Improving attendance… ideas?

Improving attendance is a new project for me this year, in part because the problems are worse or at least more noticeable this year, in part because it has been identified as something our school needs to work on to keep up with our peer group of schools.  Of course, it’s not just to look good in the peer group that we need to focus on this, it’s because improving attendance should help the kids in multiple ways.  I firmly believe that inertia is a force that can work for you: once a kid gets in the habit of attending school, it becomes easier to attend than to stay home.  Grades improve, success builds on success, friendships become stronger, relationships with teachers improve, and the reasons to attend begin to outweigh the reasons to cut.

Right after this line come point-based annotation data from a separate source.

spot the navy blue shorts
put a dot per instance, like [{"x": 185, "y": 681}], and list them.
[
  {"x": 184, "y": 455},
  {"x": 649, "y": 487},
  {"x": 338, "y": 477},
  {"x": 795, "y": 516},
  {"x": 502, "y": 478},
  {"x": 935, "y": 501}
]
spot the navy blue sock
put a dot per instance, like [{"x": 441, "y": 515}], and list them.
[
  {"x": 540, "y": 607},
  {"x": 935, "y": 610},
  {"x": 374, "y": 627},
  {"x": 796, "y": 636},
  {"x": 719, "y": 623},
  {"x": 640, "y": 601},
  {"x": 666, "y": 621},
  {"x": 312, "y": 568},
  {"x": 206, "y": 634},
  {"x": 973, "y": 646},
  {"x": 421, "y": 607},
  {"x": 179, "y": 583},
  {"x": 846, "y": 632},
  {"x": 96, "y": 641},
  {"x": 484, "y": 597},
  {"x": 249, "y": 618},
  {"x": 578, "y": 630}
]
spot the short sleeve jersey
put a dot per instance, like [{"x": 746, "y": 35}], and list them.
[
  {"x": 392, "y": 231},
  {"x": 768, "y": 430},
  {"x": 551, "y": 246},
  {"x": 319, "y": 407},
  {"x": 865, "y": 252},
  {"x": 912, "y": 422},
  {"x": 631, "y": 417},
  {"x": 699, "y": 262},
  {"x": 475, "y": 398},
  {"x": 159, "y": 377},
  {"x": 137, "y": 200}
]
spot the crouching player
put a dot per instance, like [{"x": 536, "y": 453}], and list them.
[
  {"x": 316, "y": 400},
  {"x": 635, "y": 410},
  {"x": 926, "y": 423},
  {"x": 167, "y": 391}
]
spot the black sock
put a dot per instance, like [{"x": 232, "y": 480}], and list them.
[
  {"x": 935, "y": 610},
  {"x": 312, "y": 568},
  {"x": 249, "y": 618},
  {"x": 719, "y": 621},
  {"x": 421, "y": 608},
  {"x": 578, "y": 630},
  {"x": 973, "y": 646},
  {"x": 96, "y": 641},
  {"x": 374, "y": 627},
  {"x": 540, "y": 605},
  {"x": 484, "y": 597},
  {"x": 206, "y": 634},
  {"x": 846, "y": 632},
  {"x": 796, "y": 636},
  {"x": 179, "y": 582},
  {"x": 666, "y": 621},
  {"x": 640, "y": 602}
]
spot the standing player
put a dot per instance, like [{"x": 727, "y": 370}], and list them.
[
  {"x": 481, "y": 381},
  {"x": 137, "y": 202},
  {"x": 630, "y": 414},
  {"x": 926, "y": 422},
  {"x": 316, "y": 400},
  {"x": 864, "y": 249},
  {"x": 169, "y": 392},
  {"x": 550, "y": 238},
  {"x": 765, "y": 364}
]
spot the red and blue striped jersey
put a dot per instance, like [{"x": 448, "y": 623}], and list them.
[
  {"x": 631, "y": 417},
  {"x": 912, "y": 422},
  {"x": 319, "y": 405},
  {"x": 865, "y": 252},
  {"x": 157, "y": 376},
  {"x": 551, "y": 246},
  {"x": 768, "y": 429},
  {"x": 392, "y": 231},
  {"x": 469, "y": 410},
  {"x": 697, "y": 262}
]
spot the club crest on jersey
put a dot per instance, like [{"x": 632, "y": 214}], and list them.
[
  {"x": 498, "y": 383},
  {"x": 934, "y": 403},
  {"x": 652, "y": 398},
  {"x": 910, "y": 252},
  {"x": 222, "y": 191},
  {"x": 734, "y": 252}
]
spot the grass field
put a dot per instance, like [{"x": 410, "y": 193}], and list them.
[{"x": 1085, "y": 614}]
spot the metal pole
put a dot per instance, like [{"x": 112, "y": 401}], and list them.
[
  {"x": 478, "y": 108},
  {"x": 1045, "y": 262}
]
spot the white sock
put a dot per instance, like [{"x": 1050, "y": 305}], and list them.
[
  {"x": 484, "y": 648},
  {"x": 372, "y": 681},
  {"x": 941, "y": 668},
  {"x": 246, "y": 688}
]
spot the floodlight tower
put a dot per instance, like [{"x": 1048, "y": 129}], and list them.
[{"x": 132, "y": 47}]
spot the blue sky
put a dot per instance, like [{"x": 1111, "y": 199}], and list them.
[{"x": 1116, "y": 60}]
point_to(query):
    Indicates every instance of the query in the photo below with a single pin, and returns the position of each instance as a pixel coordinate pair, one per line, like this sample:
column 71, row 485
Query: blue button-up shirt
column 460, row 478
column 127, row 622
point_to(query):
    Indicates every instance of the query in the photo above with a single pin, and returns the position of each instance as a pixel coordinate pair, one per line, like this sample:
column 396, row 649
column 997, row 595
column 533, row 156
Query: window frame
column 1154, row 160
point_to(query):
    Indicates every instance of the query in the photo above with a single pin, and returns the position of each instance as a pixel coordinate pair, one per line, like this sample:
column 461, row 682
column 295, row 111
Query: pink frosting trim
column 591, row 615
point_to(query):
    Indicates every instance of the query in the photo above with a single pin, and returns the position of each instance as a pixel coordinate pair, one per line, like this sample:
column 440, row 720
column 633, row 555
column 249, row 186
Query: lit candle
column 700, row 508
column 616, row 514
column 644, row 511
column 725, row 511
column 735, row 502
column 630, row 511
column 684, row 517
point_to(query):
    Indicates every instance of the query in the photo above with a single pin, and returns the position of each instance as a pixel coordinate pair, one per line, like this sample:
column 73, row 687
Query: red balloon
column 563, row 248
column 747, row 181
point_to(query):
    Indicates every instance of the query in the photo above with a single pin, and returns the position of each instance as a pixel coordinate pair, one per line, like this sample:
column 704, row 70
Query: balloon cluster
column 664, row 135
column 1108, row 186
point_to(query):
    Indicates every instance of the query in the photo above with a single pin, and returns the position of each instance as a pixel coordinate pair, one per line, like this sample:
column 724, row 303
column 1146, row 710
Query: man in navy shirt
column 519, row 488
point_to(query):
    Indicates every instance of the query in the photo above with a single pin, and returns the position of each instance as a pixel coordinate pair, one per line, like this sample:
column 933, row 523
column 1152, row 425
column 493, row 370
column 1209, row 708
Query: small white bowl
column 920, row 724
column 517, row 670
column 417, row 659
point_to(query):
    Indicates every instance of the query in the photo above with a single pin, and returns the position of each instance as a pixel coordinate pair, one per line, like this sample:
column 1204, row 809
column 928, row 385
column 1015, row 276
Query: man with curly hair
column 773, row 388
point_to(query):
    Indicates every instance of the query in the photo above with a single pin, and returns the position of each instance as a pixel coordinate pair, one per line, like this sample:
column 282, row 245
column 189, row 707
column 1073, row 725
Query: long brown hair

Here’s what it looks like so far: most of our kids have missed no school at all or just a day or two in the last two months.  A smaller, middle group has missed several days in the last two months, more than is really appropriate.  And a very small group (<5 students) has missed many days, some attending as little as 50%.  Clearly, a three-pronged approach is in order – reward, recognize, and reinforce the behavior of those who attend regularly; bring on board the families (and the students themselves) in the middle group; intensive focus on underlying problems in the third group.  But, um, how?  We’ve already started zeroing in on the reasons behind the low attendance of the chronic absentees, and oh boy is it going to be an uphill battle getting these kids in school regularly, what with all the health issues and family problems and the lack of a going-to-school-everyday-habit.  And what do we do with the middle group?

If you know of schools that have tried innovative approaches to attendance, or studies of such schools, please let me know!  We need creative ideas!

2 Comments

Filed under education, New York, teaching

2 responses to “Improving attendance… ideas?

  1. Aina Bernier

    How many kids per grade in your school?

  2. lev

    good morning! i woke up about an hour ago because i kept hearing my students whining “but miss! i do my work!” so i got up compelled to make a chart of what i consider “work” to be (i’ll get to “good work” later). so i googled “miss, i do my work!” and saw your blog and can’t stop reading it!!! it’s so wonderful. and your pictures are amazing. i don’t know anything about blogging, but i hear your voice, and i literally laughed and almost cried. i saw the heading about what we would do if we didn’t teach, and i couldn’t read it. i have been thinking, in the last year, maybe this isn’t for me. fourteen years later!! i thought people bailed after three or seven or something. maybe it’s the “no child left behind” thing that has changed the culture of our school, the mostly “ones and twos” instead of the “threes and fours” we normally got. yet it’s really the adults in the building who i take most issue with. ahhhh, where am i going with this? not a rant as much as a plea. i wish there was someone at school who i could talk to about norman mailer. i wish i was better at grading and returning student work in a more timely manner. i wish kids would trust me that i am on their side even if other teachers seem out to get them. i wish stairwell #6 didn’t smell like urine. don’t get me wrong – i have no interest in teaching robotically dutiful kids. actually, i don’t even know where those kids exist anymore (not in connecticut, according my nieces, and not in catholic schools, according to what i see in the mornings on the corner of my block in brooklyn). what i want is consistency from the adults regarding how we treat kids, what our intentions and expectations are, etc. i am just tired of trying to convince kids that “i do my work” does not mean only copying notes off the board and handing in work that has not been re-read to make sure it’s work to be proud of. i became a teacher because i hated high school and knew i could do better, but i feel i am not scratching the surface. and i am loosing my energetic mojo that sustained me for so long. but it all feels different now. AND YET… i feel energized by what i read on your blog. and it’s only 9:30 on sunday morning. i have all day to whip up some stuff that might entice my students this week. is it supposed to be like this in my fourteenth year? what else would i do instead of teach? i can’t even begin to think. i have a lot of work to do today. thanks.